Institutional Growth and High Hopes for a Solana ETF
Despite a recent price correction after reaching $184, Solana continues to attract major institutional capital. On Monday, NASDAQ-listed firm “DeFi Development” announced the purchase of 172,670 SOL, worth approximately $24 million, bringing its total holdings to nearly $100 million. This shift highlights a new era where large investors are no longer focusing solely on Bitcoin or Ethereum.

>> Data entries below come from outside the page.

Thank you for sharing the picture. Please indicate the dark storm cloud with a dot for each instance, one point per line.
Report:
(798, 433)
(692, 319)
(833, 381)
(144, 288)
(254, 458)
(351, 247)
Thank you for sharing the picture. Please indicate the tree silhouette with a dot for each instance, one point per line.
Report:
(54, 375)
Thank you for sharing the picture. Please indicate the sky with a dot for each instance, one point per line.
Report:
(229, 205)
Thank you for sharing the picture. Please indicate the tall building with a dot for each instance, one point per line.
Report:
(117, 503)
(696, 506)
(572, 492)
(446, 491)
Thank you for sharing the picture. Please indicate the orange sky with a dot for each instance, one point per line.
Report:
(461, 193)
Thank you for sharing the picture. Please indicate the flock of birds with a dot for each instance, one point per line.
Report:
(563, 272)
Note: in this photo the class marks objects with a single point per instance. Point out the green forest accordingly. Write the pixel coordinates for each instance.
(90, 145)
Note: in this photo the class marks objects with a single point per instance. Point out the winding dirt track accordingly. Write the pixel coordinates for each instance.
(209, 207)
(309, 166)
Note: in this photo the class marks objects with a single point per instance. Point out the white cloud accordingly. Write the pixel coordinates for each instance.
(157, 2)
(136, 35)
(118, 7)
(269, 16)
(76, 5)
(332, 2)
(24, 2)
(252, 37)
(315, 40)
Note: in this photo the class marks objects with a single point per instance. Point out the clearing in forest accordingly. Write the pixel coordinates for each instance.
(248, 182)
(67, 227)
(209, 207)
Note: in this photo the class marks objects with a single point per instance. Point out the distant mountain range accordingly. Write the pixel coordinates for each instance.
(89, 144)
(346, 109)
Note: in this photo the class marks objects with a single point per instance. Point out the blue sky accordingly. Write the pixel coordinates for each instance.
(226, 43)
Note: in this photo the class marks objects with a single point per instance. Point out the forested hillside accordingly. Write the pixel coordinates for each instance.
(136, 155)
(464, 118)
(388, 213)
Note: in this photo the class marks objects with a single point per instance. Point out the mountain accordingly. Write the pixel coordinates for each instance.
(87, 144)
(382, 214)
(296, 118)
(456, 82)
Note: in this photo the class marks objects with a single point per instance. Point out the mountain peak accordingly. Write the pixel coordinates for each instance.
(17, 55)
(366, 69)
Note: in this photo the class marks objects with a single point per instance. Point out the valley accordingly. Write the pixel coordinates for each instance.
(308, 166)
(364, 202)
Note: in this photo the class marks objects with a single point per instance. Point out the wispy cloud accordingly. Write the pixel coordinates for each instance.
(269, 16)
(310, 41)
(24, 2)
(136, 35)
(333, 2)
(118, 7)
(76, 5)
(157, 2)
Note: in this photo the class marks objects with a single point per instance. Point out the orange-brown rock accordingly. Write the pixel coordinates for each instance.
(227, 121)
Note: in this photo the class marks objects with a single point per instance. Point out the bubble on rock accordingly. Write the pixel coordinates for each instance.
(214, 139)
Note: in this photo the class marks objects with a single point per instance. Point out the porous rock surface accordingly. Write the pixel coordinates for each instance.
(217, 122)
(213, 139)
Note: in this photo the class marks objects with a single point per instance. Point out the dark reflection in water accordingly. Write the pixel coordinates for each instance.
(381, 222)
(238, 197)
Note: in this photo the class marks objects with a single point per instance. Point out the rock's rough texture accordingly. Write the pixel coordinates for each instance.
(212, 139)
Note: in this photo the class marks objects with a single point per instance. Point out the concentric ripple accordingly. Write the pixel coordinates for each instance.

On-chain metrics also signal rising retail confidence. Wallets holding at least 0.1 SOL have now reached 11 million in just two weeks, showcasing growing grassroots adoption. Meanwhile, the U.S. SEC has delayed its decision on approving a Solana spot ETF until October 2025. Despite the delay, expectations remain high. According to Polymarket, the odds of approval this year stand at 82%. Analysts suggest a Solana ETF could unlock billions in institutional capital, much like Bitcoin spot ETFs did when they launched earlier this year.
Solana is not only showing technical and financial strength but is also shaping the next chapter of crypto adoption. In a regulatory landscape still evolving, its blend of performance, community support, and institutional confidence makes it one of the most promising contenders in the entire blockchain space.